What are they interested in? How interested are they in […]? How excited do they become from using or experiencing […]? What level of anticipation builds when they think about using or experiencing […]?
Start with a broad relevant subject, for example films – do they enjoy watching films? Then narrow it down – what type of films do they enjoy watching? Then narrow it down further – why do you enjoy films?

Activities take time

What do they do in their spare time? What do they really enjoy doing? What do they spend money to do? How engaged and invested are they in this activity?
For example, do they go for a quick run wearing an old t-shirt and jogging bottoms to keep fit, or do they run to achieve a personal best, wearing moisture-wicking layers and bespoke running shoes, subscribe to ‘Runners’ World’ and post their routes on Facebook?

Aspirations are emotional

Who do they want to be in the future? What are they working towards? What do they need to do to achieve this?
It’s not just about who they are now, but who they want to be. 

Challenges are hurdles

What’s stopping them from achieving their goals? What’s causing them problems in their life? What do they lie awake and worry about at night? What is their inner most fear?
It’s the problems customers face that create the need for what you offer.
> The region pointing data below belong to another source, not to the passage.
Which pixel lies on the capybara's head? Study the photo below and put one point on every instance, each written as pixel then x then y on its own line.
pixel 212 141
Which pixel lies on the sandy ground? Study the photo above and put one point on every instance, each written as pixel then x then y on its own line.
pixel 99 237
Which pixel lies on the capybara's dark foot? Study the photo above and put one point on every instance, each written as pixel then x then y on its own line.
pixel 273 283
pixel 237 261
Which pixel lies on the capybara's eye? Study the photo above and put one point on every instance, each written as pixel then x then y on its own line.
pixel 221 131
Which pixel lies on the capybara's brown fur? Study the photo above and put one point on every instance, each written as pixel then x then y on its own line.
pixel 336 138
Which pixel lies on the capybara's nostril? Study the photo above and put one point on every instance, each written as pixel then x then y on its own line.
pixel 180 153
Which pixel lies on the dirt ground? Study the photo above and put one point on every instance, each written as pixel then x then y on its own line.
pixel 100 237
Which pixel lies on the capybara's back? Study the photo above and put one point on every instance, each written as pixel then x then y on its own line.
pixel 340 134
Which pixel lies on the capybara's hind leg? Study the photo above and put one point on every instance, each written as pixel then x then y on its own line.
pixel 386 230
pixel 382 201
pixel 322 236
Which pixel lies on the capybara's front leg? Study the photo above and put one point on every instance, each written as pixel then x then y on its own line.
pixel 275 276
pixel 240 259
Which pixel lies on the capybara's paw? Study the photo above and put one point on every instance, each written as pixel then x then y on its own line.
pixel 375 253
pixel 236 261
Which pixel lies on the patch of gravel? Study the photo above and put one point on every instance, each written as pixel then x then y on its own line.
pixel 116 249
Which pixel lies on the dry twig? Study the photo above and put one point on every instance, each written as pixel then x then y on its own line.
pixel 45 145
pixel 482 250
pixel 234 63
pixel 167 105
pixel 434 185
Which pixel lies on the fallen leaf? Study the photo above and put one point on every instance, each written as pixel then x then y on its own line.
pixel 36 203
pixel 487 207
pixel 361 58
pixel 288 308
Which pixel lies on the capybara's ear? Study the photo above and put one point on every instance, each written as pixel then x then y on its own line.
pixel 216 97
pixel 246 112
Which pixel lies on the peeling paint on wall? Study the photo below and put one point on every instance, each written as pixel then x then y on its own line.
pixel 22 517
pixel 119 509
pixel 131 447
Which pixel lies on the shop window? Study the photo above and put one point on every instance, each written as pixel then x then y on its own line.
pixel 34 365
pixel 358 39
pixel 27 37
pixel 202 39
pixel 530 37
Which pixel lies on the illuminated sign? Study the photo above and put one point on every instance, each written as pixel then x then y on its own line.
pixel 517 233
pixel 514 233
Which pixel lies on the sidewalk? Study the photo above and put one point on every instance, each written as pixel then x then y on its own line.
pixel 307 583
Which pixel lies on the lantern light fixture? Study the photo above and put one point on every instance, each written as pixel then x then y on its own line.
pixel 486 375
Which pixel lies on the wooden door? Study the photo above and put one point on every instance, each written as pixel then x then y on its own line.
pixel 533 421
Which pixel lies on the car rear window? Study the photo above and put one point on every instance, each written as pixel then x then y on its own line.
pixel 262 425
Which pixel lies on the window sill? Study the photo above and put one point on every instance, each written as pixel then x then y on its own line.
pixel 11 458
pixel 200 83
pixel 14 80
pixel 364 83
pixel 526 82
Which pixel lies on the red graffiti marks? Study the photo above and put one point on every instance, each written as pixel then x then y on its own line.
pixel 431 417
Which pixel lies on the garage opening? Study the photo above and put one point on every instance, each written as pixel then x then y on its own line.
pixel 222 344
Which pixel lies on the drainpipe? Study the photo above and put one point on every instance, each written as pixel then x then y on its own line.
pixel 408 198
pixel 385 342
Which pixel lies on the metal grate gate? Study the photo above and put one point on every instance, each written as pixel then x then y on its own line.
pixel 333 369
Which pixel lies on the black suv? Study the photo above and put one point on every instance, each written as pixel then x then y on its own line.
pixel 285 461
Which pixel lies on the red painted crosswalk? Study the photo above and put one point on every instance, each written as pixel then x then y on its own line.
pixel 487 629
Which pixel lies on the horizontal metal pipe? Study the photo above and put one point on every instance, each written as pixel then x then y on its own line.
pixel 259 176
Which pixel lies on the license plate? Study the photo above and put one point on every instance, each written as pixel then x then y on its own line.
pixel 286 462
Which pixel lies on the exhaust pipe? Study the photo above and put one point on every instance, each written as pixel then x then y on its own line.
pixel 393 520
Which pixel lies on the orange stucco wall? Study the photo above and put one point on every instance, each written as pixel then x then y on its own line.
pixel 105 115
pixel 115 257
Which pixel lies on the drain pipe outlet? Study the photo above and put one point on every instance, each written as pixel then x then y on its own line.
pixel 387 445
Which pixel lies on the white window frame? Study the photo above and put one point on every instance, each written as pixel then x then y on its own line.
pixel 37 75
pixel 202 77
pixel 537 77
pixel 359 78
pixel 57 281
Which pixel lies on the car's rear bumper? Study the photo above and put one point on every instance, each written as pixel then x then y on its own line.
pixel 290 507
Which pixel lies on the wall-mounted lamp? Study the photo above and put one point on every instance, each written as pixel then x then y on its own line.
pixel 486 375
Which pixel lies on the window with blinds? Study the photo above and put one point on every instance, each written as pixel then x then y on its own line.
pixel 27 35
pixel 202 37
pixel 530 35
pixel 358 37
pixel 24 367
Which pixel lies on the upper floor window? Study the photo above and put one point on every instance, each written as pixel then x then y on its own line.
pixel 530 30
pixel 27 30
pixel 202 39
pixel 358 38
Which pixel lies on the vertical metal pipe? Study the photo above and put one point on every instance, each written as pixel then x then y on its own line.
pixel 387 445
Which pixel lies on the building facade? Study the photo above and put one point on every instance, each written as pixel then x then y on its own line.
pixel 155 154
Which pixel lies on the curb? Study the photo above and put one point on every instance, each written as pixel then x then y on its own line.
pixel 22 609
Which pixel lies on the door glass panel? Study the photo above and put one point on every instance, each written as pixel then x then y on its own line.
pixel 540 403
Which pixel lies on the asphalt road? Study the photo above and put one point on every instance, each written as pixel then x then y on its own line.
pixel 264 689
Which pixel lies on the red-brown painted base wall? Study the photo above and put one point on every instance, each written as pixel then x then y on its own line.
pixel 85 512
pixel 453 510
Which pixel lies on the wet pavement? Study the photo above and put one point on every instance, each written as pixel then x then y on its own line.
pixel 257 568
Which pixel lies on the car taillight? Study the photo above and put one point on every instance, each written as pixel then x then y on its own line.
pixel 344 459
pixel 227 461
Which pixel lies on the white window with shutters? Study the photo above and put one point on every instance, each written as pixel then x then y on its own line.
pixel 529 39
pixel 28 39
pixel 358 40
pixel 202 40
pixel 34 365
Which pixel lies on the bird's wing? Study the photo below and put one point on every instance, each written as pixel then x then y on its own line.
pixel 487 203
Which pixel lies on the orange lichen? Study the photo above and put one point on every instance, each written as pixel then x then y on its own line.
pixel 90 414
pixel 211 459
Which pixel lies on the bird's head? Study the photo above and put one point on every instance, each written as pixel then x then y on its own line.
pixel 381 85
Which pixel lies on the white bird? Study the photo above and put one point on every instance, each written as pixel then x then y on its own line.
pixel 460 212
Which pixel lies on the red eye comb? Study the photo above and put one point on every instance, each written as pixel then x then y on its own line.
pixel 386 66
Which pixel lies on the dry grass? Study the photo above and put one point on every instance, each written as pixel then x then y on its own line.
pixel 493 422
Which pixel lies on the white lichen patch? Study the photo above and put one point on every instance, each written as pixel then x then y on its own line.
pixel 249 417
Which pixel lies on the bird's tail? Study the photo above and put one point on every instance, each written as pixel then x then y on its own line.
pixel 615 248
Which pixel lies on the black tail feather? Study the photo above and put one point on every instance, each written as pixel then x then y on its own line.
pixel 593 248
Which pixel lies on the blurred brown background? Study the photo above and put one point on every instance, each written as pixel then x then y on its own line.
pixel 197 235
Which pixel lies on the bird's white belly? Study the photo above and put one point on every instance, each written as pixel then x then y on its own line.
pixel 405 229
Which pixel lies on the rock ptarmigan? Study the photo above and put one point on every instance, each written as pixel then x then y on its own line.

Psychographics are easy to find out

If you’re not sure about the answers to all these questions, there are several ways that you can get to the information you need.

Ask your customers

It can be as formal or informal as you like. 

If you’re keeping costs down, you can ask these questions yourself. Have a bit of a chat with your customers and get to know them better – if you’re not comfortable telling them what you’re doing and why then this is a good option, but it will take longer to get a robust view.
If you’re happy to tell your customers what you’re doing, then book a little extra time with them if you’re seeing them or talking directly to them. If you’ve got a Facebook group or something similar, ask the questions there. 

If you have some budget hire experts. Market research agencies will run focus groups or in-depth interviews with your customers. They’ll present their findings to you for you to use. All you’ll need to do is write a brief, talk it over, sign off the discussion guide, be debriefed and pay! Done well, it should be 8-12 weeks from start to finish, but the requirement for your time is only a fraction of that.

Some people use surveys. This work is best done qualitatively. You can ask a series of open ended questions that need people to type their answers, but it takes a long time to do and is boring and unrewarding for your customers, unless you incentivise them. Then you still have to analyse their responses. 
You can confirm your knowledge using closed questions such as “How much do you agree or disagree with the following statements …”, “completely agree, slightly agree, neither agree nor disagree, slightly disagree, completely disagree”. This is worth doing if you need to find out the proportion of customers that feel a certain way. It isn’t absolutely necessary unless you’re segmenting your customer base.

Examine your website analytics

Why have people taken action in the past? What motivated them to click, call or buy?

People’s motivations are exposed by the actions they take. 

Was it the wording on the call to action? Or was it the design of the page? Is the language turning people off because their perception of something is different to yours? Was it the emotional appeal of an offer or was it a discount code that made them finally purchase?

Check out social media platform analytics

Where else are you going to find people talking about themselves, their opinions, likes, interests and activities more than on social media?

If you’ve got an account on the platform, chances are you’ll have access to information about your audience. What are they talking about? What have they expressed an interest in? What have they searched for?

What now?

Now you know what’s important to your customers, you’ll know how to motivate them to take action.

Add this information to your customer personas. Write to the wonderful human being that is your customer about things that matter to them. Talk about how you can help them live the life they want to live and how you can help with whatever it is that’s holding them back. Be the person that makes a difference to them. See your business grow.